Retrieving seasonal variation in chlorophyll content of overstory and understory sugar maple leaves from leaf-level hyperspectral data

Abstract

Leaf chlorophyll content is a useful parameter for assessing vegetation physiological status and dominates the spectral signal of leaf and canopy reflectance at visible wavelengths. Using hyperspectral instruments, we quantified leaf chlorophyll content and optical properties for 255 overstory and understory leaf samples through the growing season in a mature sugar maple (Acer saccharum) stand. Strong seasonal and canopy-height-related differences were observed in both leaf chlorophyll content and leaf reflectance and transmittance spectra. Seasonal and canopy-height-related variation in leaf spectra were closely related to leaf chlorophyll content.

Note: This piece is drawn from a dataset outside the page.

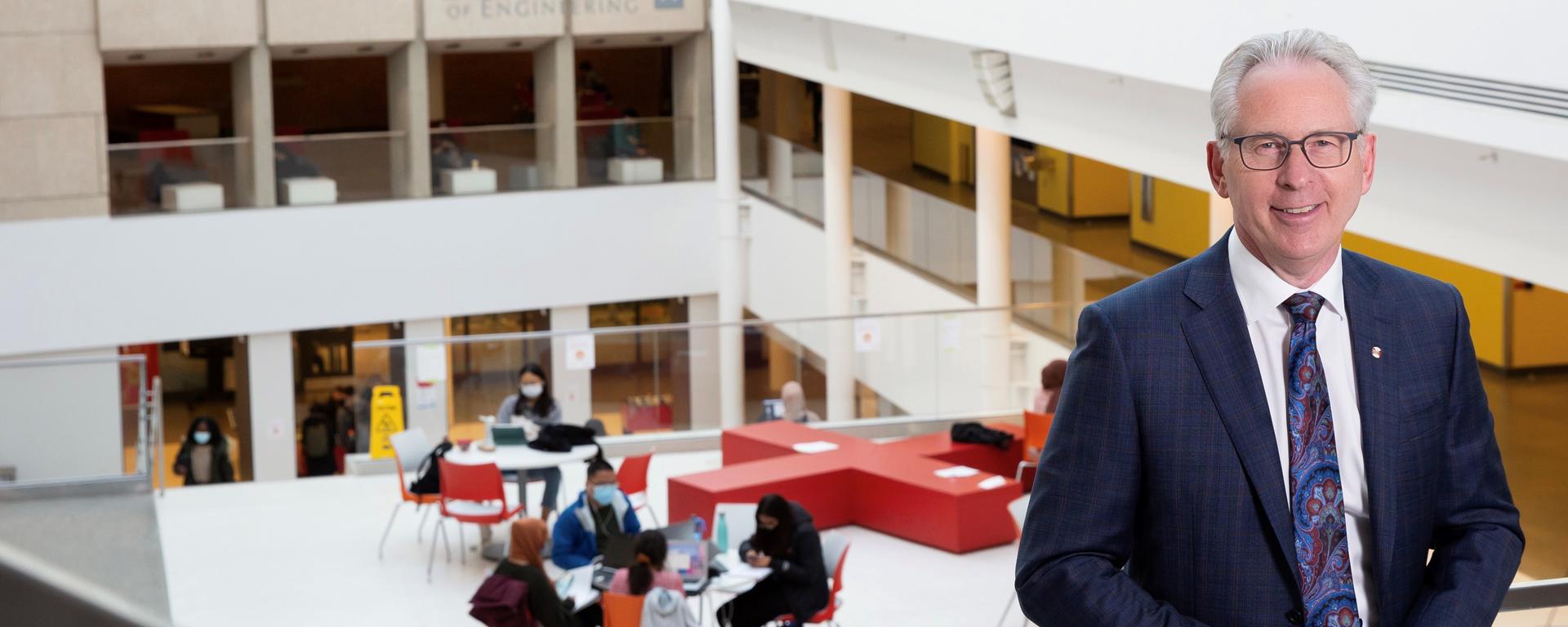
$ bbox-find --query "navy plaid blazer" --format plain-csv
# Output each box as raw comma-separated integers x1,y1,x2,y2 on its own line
1014,238,1524,625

We estimated leaf chlorophyll content using two approaches, namely empirical spectral indices, and a mathematical inversion of the leaf optical model PROSPECT. Both estimates were highly correlated with the measured leaf chlorophyll content; however, the spectral indices resulted in greater accuracy, with the best-performing index (modified simple ratio) showing an accuracy of R2 = 0.88 and RMSE = 3.94 µg/cm2. A leaf thickness factor was introduced in the PROSPECT model to take into account the effects of changes in leaf structure on light absorption. The model inversion was improved after incorporating leaf thickness factors based on observed seasonal and canopy-height-related variation in leaf thickness. The improved model had the best performance, with an accuracy of R2 = 0.93 and RMSE = 3.09 µg/cm2 in retrieved leaf chlorophyll concentration in comparison with laboratory measurements.